Control: Cloud Native Security Fabric (CNSF)
Mitigation: Implementing Aviatrix CNSF could have limited unauthorized access by enforcing identity-based policies, thereby reducing the attacker's ability to impersonate legitimate stations.
Control: Zero Trust Segmentation
Mitigation: Aviatrix Zero Trust Segmentation could have restricted unauthorized command issuance by enforcing strict identity-based access controls, thereby limiting the attacker's ability to escalate privileges.
Control: East-West Traffic Security
Mitigation: Aviatrix East-West Traffic Security could have limited lateral movement by enforcing strict session controls and monitoring, thereby reducing the attacker's ability to hijack active sessions.
Control: Multicloud Visibility & Control
Mitigation: Aviatrix Multicloud Visibility & Control could have restricted unauthorized data manipulation by providing real-time monitoring and control over data flows, thereby limiting the attacker's ability to misroute telemetry.
Control: Egress Security & Policy Enforcement
Mitigation: Aviatrix Egress Security & Policy Enforcement could have limited data exfiltration by enforcing strict egress policies, thereby reducing the attacker's ability to transmit sensitive data out of the network.
Aviatrix Zero Trust CNSF could have reduced the impact of the denial-of-service attack by limiting the attacker's ability to overwhelm the backend, thereby maintaining the availability of charging station operations.
Impact at a Glance
Affected Business Functions
- Charging Station Operations
- Backend Data Management
Estimated downtime: 3 days
Estimated loss: $50,000
Potential manipulation of charging station data and unauthorized control of charging infrastructure.
Recommended Actions
Key Takeaways & Next Steps
- • Implement strong authentication mechanisms for all WebSocket endpoints to prevent unauthorized access.

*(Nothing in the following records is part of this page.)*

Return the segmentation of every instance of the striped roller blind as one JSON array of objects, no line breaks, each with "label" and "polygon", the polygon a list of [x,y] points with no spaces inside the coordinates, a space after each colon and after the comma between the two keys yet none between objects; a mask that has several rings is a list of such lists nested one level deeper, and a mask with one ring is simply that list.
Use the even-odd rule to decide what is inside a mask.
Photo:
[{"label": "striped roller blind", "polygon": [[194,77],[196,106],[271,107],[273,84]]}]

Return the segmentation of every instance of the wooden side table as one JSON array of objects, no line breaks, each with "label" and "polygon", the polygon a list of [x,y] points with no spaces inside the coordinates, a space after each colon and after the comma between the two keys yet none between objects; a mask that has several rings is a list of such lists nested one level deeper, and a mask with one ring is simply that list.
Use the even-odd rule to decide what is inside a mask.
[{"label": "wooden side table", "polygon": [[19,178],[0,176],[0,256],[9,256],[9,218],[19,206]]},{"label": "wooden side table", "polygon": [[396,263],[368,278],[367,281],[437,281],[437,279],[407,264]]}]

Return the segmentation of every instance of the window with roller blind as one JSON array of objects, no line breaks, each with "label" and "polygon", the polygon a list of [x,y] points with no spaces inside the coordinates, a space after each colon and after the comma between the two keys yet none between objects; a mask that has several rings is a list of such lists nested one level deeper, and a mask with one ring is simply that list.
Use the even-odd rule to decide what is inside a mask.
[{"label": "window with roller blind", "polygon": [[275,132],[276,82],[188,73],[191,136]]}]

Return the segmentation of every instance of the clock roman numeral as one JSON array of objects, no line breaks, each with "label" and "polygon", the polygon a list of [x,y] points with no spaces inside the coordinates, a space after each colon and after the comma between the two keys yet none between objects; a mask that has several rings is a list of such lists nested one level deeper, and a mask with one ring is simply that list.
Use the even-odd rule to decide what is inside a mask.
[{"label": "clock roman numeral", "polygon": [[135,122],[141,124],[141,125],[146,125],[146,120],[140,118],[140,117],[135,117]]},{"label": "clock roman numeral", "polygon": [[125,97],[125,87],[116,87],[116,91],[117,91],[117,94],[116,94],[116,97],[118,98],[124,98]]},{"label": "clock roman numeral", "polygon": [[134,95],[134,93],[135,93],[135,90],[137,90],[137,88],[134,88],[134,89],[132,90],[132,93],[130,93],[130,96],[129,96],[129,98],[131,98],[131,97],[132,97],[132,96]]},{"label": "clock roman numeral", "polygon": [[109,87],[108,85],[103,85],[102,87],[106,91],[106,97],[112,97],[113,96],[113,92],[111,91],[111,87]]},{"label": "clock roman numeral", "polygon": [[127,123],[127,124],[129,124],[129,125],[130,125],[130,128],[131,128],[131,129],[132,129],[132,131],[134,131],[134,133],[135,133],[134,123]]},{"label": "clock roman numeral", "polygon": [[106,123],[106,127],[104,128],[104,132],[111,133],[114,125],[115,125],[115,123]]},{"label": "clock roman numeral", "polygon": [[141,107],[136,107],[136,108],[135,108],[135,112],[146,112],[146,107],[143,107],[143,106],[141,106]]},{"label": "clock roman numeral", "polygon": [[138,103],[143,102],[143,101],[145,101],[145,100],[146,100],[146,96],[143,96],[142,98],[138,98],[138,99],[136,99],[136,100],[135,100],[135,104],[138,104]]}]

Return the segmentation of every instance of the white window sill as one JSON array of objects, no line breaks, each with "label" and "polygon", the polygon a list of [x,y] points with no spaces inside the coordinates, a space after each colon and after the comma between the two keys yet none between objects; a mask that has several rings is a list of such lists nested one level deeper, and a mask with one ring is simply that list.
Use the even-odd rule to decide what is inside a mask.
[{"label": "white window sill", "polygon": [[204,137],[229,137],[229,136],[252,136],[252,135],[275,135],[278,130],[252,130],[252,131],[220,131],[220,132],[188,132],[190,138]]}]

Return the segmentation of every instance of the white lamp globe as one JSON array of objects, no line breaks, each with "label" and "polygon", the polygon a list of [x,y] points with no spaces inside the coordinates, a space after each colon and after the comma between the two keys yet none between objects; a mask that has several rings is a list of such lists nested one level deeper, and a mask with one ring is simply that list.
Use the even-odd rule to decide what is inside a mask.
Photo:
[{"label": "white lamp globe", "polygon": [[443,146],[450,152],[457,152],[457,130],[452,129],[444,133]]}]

- • Enforce rate limiting on authentication requests to mitigate brute-force attacks and potential denial-of-service conditions.
- • Utilize unique and unpredictable session identifiers with strict session validation to prevent session hijacking.
- • Deploy continuous monitoring and anomaly detection systems to identify and respond to unauthorized activities promptly.
- • Apply Zero Trust principles, including least privilege access and microsegmentation, to limit lateral movement and minimize attack surfaces.